Tim Hortens is an interesting case. From the chart it is rather easy to notice that for at least a full year the coffee did very little to perk up the stock. The keen observer will see that the stock barely had a pulse and gyrated continuously between the extremes of $63.29 and $55,52, a range of $7.77 or $3.88 on either side of $59.40. For the most part the range was appreciable narrower. This is against a back-drop of the TSX moving from 12500 to 15600 or roughly 25% over the same time interval. Precisely on Aug. 6, 2014 the stock shoots up about $8 in 4 working days and a good two weeks before the deal with Burger King became public. BKW itself did not have such a clear move but that is not surprising as economics 101 teaches the arbitrageur to go long the target and short the predator – which ,by the way, is usually correct unless you are in a bubble where anything goes. But then this is no arbitrage, instead it has the smell of insider trading. Where is the leak in this cup? Brazil, Oakville, Omaha or from anyone of probable a few dozen advisors? In Canada we will never know as we are naive enough to believe that the insight was obtained from under the rim and in the meantime every second politician has already applauded the deal.
THI
THI update
We would sell here. The rumour is no more and reality should soon set in. More importantly we can tentatively suggest that a 5-wave move was in fact completed at today’s high. On top of that both the RSI and the MACD are off the chart! The $94 max. that may be paid is extremely generous particularly when the stated reason for this move is not tax-inversion but global growth. Mr. Buffet’s involvement as financier, by way of $3 bln. preferred shares supposedly yielding 9+%, scares us for the clear predatory objective here by lending his name to the deal. That this deal could lead to greater growth internationally is nonsensical given that outside of Canada there are few people who have ever heard of Tim Hortens. As always the risk now is that the deal might not go through. Deal risk now is not imaginary. Our government may think that this is just the beginning of a surreptitious attempt to annex Canada.

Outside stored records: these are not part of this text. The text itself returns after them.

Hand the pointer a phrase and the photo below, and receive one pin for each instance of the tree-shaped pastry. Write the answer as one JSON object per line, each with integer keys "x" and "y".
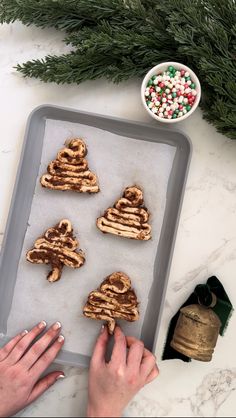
{"x": 128, "y": 217}
{"x": 115, "y": 299}
{"x": 58, "y": 248}
{"x": 69, "y": 171}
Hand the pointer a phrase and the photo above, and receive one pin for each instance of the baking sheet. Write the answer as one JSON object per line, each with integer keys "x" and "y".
{"x": 118, "y": 162}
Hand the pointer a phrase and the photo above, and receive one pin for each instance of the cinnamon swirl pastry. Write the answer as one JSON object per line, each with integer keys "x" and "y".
{"x": 128, "y": 218}
{"x": 58, "y": 248}
{"x": 115, "y": 299}
{"x": 69, "y": 171}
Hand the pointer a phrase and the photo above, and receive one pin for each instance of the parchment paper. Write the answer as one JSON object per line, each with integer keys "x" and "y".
{"x": 118, "y": 162}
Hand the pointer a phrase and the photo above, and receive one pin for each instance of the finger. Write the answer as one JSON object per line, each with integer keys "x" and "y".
{"x": 40, "y": 346}
{"x": 136, "y": 353}
{"x": 47, "y": 358}
{"x": 20, "y": 348}
{"x": 119, "y": 352}
{"x": 153, "y": 375}
{"x": 99, "y": 351}
{"x": 7, "y": 349}
{"x": 44, "y": 384}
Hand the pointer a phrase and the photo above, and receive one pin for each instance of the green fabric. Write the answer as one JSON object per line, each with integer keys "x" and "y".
{"x": 202, "y": 294}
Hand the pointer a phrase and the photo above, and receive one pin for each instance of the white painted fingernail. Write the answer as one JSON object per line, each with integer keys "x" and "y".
{"x": 42, "y": 324}
{"x": 61, "y": 376}
{"x": 57, "y": 325}
{"x": 61, "y": 338}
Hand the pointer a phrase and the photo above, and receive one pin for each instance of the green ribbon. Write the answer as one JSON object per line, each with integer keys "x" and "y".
{"x": 202, "y": 295}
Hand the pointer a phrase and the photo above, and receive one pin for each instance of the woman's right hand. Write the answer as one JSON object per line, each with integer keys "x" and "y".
{"x": 112, "y": 385}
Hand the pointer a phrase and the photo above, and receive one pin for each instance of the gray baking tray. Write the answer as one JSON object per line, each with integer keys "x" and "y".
{"x": 22, "y": 199}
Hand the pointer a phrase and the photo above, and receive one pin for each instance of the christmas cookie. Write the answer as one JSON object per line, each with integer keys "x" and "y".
{"x": 115, "y": 299}
{"x": 58, "y": 248}
{"x": 128, "y": 218}
{"x": 69, "y": 171}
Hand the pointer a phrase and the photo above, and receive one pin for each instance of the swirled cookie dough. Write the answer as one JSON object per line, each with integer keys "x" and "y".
{"x": 69, "y": 171}
{"x": 128, "y": 218}
{"x": 115, "y": 299}
{"x": 58, "y": 248}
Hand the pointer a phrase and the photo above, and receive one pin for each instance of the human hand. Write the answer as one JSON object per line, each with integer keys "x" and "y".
{"x": 112, "y": 385}
{"x": 21, "y": 367}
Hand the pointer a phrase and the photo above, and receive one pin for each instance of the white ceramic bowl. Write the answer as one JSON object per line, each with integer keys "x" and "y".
{"x": 159, "y": 69}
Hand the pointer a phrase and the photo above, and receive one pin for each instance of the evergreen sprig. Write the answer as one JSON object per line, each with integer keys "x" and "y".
{"x": 119, "y": 39}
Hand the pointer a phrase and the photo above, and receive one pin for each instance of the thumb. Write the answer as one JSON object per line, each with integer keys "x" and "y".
{"x": 100, "y": 347}
{"x": 44, "y": 384}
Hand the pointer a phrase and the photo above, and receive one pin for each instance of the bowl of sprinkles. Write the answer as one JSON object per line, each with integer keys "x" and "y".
{"x": 170, "y": 92}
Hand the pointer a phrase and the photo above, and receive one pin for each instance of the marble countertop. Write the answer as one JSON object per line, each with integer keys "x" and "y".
{"x": 205, "y": 243}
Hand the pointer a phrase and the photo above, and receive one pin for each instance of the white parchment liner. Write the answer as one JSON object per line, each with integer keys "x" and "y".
{"x": 118, "y": 162}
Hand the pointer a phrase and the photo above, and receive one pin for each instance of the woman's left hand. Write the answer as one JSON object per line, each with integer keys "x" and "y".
{"x": 21, "y": 367}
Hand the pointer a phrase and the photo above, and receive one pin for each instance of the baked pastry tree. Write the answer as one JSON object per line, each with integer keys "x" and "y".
{"x": 58, "y": 248}
{"x": 128, "y": 217}
{"x": 115, "y": 299}
{"x": 69, "y": 171}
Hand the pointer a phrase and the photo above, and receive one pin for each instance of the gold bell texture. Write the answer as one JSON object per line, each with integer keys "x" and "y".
{"x": 196, "y": 332}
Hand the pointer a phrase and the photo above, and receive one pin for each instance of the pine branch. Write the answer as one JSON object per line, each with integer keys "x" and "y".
{"x": 71, "y": 15}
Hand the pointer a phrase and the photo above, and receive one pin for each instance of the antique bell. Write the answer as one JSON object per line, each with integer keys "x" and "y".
{"x": 196, "y": 331}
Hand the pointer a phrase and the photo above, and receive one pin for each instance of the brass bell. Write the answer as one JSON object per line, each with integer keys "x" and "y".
{"x": 196, "y": 332}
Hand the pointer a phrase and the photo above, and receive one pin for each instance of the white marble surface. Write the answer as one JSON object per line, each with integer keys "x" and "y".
{"x": 205, "y": 243}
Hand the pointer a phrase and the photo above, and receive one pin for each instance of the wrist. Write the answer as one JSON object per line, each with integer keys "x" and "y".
{"x": 101, "y": 411}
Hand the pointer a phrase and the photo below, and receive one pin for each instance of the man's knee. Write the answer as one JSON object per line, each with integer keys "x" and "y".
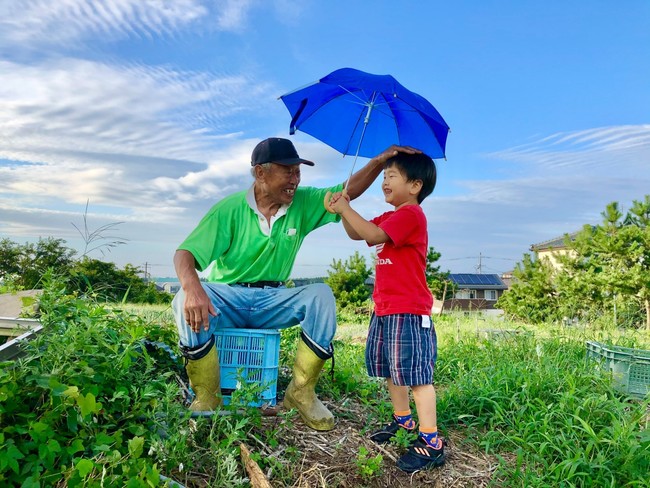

Our gap-in-the-middle theory also suggest this is as good as it gets. A sell now and here.
THI, Tim Hortens
At $52 this one looked a little overpriced – wrong call – we are now at $85, where the X is.
The company may be taken over, or is that merge ?, with Burger King. At $9 bln or so each they are almost equals. How culturally Canadian coffee and American hamburgers fit remains a mystery (as with Wendy’s), but then the point, if this actually happens, is to create one of these now infamous tax-inversions that would allow both companies to enjoy the lower corporate tax rate which just happens to be Canada’s. In the news comparisons are made between US 40% and Can. 26% even though I thought our rate is, or soon will go to about 15%. In the US the actual rate is usually much lower and probable more in the order of 30% or less. So let us assume a difference of 15% which would apply only to 1/2 of the new company as the other half already enjoys this benefit, so the saving is about 7+%. Despite that both stocks are up by about 22%, or three times as much. Does it then follow that the stock is overvalued?
Tim Hortens trades at roughly a p/e of 30X, Burger King at about 45X so, apart from the fact that there are no overvalued stocks when rates are zero, these very modest p/e ratios indicate that there is potential still. A quick look at Starbucks, SBUX, below, shows how much;
For Timmies to get to this level the stock can rise to $752. The real question is actually if it would not be better to invert the other way as these are American dollars worth an extra 10%. Just remember the old adage, Buy the rumour and sell the fact.